Add tests in the same crate as the code they cover. Prefer property tests (proptest) for parser and arithmetic changes; stim-parser already has a proptest suite worth modelling new tests on.

§ 5Python bindings

Single mixed wheel. ppvm-python is one maturin package: it bundles the pure-Python wrapper under src/ppvm/ together with the PyO3 crate (ppvm-python-native, Rust → cdylib via PyO3 0.29), which maturin compiles and drops in as the private ppvm._core submodule. Users only ever import ppvm.

Python ≥ 3.10 required (.python-version pins 3.12 for dev). The wheel is built against PyO3's abi3-py310 stable ABI, so one cp310-abi3 wheel per platform loads on 3.10+.
uv manages the venv and deps and triggers the maturin build on uv sync.
ppvm-python/pyproject.toml sets build-backend = "maturin" with [tool.maturin] manifest-path → the crate, python-source = "src", and module-name = "ppvm._core".
Plain cargo build also links the cdylib (a build.rs in ppvm-python-native adds the macOS -undefined dynamic_lookup flag), so the Rust-only workflows work without maturin.
The native module exports 16 PauliSum variants × 2 (with/without loss) + 32 GeneralizedTableau variants (1–32 qubits) via the create_interface! / create_interface_range! macros.

When adding a new method to a Python-facing type, edit the macro invocation in ppvm-python-native so every config variant picks it up; do not hand-write methods for one variant.

§ 6Extending ppvm

Adding a new gate

Decide which trait it belongs to (Clifford, RotationOne, etc.) in ppvm-traits/src/traits/.
Implement it for PauliSum<T: Config> in ppvm-pauli-sum/src/sum/.
Implement it for Tableau / GeneralizedTableau in ppvm-tableau/src/gates/.
Expose it in ppvm-python-native through the relevant create_interface! macro, and wrap it in ppvm-python/src/ppvm/….
Add tests on both sides and a benchmark if it is on a hot path.
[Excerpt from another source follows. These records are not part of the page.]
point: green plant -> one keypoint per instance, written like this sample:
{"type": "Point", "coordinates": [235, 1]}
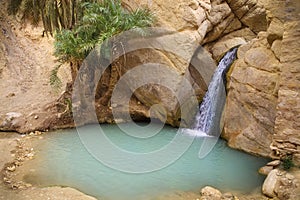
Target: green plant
{"type": "Point", "coordinates": [100, 21]}
{"type": "Point", "coordinates": [55, 14]}
{"type": "Point", "coordinates": [55, 81]}
{"type": "Point", "coordinates": [287, 162]}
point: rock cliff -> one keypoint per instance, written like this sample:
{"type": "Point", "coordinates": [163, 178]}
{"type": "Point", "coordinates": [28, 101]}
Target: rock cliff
{"type": "Point", "coordinates": [263, 101]}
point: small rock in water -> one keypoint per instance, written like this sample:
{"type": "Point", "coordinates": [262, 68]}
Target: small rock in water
{"type": "Point", "coordinates": [11, 168]}
{"type": "Point", "coordinates": [265, 170]}
{"type": "Point", "coordinates": [210, 193]}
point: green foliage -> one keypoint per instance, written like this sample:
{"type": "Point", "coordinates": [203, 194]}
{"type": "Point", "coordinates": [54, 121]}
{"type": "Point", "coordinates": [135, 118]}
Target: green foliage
{"type": "Point", "coordinates": [55, 81]}
{"type": "Point", "coordinates": [99, 22]}
{"type": "Point", "coordinates": [287, 162]}
{"type": "Point", "coordinates": [55, 14]}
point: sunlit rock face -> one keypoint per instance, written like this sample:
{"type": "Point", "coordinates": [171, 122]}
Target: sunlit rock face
{"type": "Point", "coordinates": [262, 111]}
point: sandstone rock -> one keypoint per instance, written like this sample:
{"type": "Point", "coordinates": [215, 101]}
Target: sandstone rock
{"type": "Point", "coordinates": [210, 193]}
{"type": "Point", "coordinates": [271, 183]}
{"type": "Point", "coordinates": [265, 170]}
{"type": "Point", "coordinates": [252, 98]}
{"type": "Point", "coordinates": [220, 48]}
{"type": "Point", "coordinates": [274, 163]}
{"type": "Point", "coordinates": [287, 124]}
{"type": "Point", "coordinates": [251, 13]}
{"type": "Point", "coordinates": [275, 30]}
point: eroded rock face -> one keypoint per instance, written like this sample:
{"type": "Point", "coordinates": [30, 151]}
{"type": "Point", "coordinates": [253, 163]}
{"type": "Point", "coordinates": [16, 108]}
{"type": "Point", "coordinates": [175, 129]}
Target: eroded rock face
{"type": "Point", "coordinates": [252, 98]}
{"type": "Point", "coordinates": [287, 125]}
{"type": "Point", "coordinates": [263, 102]}
{"type": "Point", "coordinates": [201, 22]}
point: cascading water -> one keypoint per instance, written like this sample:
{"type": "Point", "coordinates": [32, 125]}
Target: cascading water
{"type": "Point", "coordinates": [208, 118]}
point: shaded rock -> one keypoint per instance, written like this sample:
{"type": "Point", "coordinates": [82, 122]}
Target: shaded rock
{"type": "Point", "coordinates": [274, 163]}
{"type": "Point", "coordinates": [265, 170]}
{"type": "Point", "coordinates": [251, 13]}
{"type": "Point", "coordinates": [271, 183]}
{"type": "Point", "coordinates": [220, 48]}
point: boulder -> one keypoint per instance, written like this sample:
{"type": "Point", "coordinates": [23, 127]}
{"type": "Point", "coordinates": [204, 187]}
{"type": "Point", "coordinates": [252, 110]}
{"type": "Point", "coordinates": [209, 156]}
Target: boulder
{"type": "Point", "coordinates": [265, 170]}
{"type": "Point", "coordinates": [210, 193]}
{"type": "Point", "coordinates": [271, 183]}
{"type": "Point", "coordinates": [274, 163]}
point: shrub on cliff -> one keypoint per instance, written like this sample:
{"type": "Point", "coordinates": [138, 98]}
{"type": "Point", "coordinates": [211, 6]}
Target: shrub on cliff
{"type": "Point", "coordinates": [100, 21]}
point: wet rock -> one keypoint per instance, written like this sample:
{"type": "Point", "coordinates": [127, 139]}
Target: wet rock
{"type": "Point", "coordinates": [265, 170]}
{"type": "Point", "coordinates": [210, 193]}
{"type": "Point", "coordinates": [274, 163]}
{"type": "Point", "coordinates": [271, 183]}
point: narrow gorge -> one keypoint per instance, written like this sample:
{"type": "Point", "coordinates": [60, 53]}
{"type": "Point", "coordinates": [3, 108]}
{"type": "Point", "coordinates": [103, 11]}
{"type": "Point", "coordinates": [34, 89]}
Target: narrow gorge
{"type": "Point", "coordinates": [160, 76]}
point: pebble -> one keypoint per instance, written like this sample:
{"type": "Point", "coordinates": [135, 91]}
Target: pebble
{"type": "Point", "coordinates": [11, 168]}
{"type": "Point", "coordinates": [274, 163]}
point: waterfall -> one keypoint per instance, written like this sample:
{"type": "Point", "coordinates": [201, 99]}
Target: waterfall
{"type": "Point", "coordinates": [208, 118]}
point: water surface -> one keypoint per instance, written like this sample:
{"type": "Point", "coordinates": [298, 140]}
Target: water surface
{"type": "Point", "coordinates": [63, 160]}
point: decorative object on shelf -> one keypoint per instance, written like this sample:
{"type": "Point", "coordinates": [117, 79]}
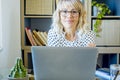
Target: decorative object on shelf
{"type": "Point", "coordinates": [18, 72]}
{"type": "Point", "coordinates": [102, 9]}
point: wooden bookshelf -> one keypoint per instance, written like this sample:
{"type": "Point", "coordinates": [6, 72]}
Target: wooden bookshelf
{"type": "Point", "coordinates": [34, 14]}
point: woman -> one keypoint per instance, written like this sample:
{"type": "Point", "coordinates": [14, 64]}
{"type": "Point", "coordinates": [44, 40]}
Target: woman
{"type": "Point", "coordinates": [69, 27]}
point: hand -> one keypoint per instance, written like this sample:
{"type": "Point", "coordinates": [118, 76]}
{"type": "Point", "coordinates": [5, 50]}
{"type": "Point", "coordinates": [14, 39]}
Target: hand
{"type": "Point", "coordinates": [91, 45]}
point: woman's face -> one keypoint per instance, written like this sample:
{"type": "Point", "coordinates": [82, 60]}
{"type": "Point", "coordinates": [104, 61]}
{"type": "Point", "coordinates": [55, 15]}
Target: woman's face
{"type": "Point", "coordinates": [69, 17]}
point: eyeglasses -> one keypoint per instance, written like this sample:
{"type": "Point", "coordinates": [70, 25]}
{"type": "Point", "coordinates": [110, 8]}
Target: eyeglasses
{"type": "Point", "coordinates": [74, 13]}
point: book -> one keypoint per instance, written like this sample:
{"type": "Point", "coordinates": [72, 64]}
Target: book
{"type": "Point", "coordinates": [35, 32]}
{"type": "Point", "coordinates": [103, 73]}
{"type": "Point", "coordinates": [30, 37]}
{"type": "Point", "coordinates": [43, 37]}
{"type": "Point", "coordinates": [37, 41]}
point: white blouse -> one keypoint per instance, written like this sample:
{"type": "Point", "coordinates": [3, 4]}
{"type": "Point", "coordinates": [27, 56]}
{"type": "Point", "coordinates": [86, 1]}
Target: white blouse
{"type": "Point", "coordinates": [58, 40]}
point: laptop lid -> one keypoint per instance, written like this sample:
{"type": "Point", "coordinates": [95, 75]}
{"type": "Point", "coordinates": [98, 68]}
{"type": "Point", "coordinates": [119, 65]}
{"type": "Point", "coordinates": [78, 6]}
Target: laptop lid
{"type": "Point", "coordinates": [64, 63]}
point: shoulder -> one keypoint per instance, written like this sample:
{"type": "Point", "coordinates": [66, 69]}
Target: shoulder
{"type": "Point", "coordinates": [53, 33]}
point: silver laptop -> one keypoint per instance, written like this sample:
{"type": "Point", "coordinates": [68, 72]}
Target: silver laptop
{"type": "Point", "coordinates": [64, 63]}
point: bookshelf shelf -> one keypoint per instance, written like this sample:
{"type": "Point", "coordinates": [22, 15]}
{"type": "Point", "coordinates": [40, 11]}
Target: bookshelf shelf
{"type": "Point", "coordinates": [35, 15]}
{"type": "Point", "coordinates": [109, 42]}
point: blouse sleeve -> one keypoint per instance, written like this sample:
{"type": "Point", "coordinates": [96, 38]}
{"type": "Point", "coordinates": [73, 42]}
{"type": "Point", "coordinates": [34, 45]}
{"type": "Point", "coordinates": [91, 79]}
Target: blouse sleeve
{"type": "Point", "coordinates": [89, 38]}
{"type": "Point", "coordinates": [53, 38]}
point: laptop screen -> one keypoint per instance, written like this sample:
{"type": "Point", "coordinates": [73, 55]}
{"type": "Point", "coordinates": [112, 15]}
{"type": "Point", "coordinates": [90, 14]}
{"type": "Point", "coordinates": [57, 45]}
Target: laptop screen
{"type": "Point", "coordinates": [64, 63]}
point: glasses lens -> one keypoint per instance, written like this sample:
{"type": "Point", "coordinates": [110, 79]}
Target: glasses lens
{"type": "Point", "coordinates": [73, 12]}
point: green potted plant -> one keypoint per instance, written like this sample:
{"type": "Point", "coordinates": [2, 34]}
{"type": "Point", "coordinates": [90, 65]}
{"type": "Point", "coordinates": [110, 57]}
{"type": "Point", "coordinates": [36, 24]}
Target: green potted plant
{"type": "Point", "coordinates": [18, 72]}
{"type": "Point", "coordinates": [102, 10]}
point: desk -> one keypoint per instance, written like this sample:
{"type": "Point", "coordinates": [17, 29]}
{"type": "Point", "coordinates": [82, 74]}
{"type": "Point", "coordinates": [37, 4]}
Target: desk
{"type": "Point", "coordinates": [4, 72]}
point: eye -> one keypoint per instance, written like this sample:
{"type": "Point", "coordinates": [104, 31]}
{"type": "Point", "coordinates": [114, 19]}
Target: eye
{"type": "Point", "coordinates": [64, 11]}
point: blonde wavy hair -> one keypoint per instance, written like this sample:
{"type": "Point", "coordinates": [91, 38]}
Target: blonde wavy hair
{"type": "Point", "coordinates": [82, 23]}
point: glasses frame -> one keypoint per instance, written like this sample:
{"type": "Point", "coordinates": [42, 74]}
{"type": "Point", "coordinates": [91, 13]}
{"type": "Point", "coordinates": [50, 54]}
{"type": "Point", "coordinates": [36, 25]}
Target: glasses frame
{"type": "Point", "coordinates": [74, 13]}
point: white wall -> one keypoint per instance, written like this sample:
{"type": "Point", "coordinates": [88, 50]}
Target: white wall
{"type": "Point", "coordinates": [11, 41]}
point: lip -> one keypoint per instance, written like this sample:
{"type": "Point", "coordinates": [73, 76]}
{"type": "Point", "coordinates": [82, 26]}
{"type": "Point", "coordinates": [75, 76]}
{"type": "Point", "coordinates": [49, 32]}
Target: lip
{"type": "Point", "coordinates": [69, 21]}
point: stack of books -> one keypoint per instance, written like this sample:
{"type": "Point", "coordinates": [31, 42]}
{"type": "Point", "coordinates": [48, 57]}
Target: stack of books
{"type": "Point", "coordinates": [36, 38]}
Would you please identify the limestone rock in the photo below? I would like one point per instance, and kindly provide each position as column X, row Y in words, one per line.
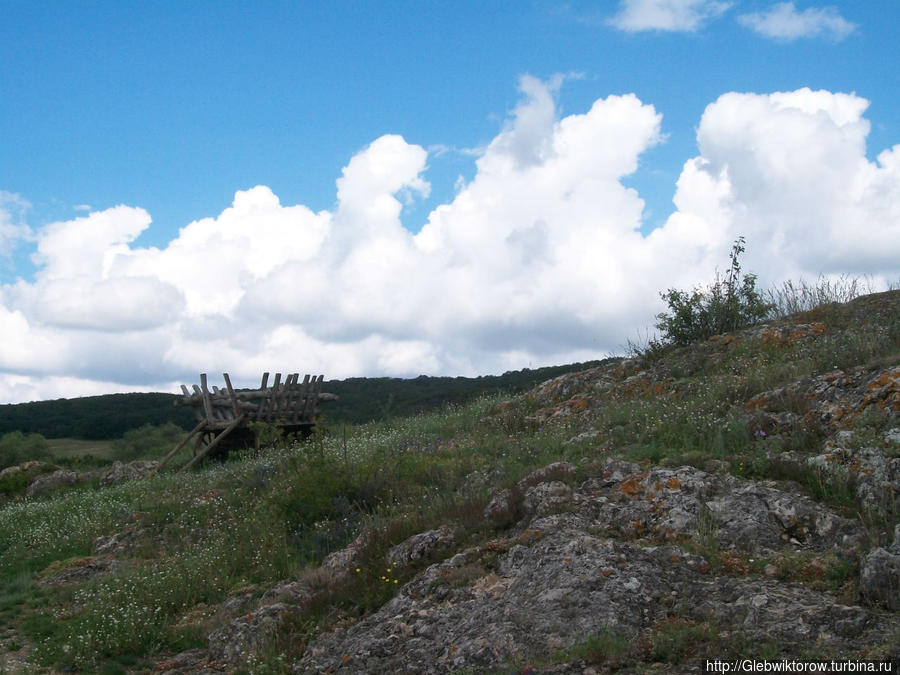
column 879, row 578
column 248, row 633
column 421, row 547
column 121, row 472
column 49, row 482
column 547, row 592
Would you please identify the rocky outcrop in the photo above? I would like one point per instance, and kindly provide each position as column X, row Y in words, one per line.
column 120, row 472
column 879, row 579
column 614, row 555
column 50, row 482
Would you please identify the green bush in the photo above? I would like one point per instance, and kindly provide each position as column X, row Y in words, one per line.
column 728, row 304
column 16, row 447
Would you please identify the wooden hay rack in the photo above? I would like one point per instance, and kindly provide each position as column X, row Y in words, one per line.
column 224, row 414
Adding a new noise channel

Follow the pattern of LossChannel / CorrelatedLossChannel. Implement the trait in ppvm-traits/src/traits/noise.rs, then mirror in ppvm-tableau if it is meaningful in the tableau picture.

Adding a new `Config`

Create a module under ppvm-pauli-sum/src/config/, implement the Config trait (defined in ppvm-traits), and re-export it from config/mod.rs. If it should be exposed to Python, add a variant to the create_interface! macro call.

§ 7Where to look for X

Pauli arithmetic, PauliSum: crates/ppvm-pauli-sum/src/sum/; word / phase / loss / pattern types in crates/ppvm-pauli-word/src/
Gate & noise traits: crates/ppvm-traits/src/traits/
Truncation strategies (CoefficientThreshold, MaxPauliWeight, …): crates/ppvm-pauli-sum/src/strategy.rs, crates/ppvm-traits/src/traits/strategy.rs
Config trait & implementations: trait in crates/ppvm-traits/src/config.rs; concrete bundles in crates/ppvm-pauli-sum/src/config/
Stabilizer tableau core (Tableau, GeneralizedTableau): crates/ppvm-tableau/src/data.rs, tableau_like.rs
Tableau gates: crates/ppvm-tableau/src/gates/
Stim parsing: crates/stim-parser/ (parser only) and crates/ppvm-stim/ (execution)
PyO3 bindings & macros: crates/ppvm-python-native/src/
Python wrapper & mixins: ppvm-python/src/ppvm/
Python tests: ppvm-python/test/

Found something out of date? Send a PR — this guide is the canonical source for both human and agent contributors.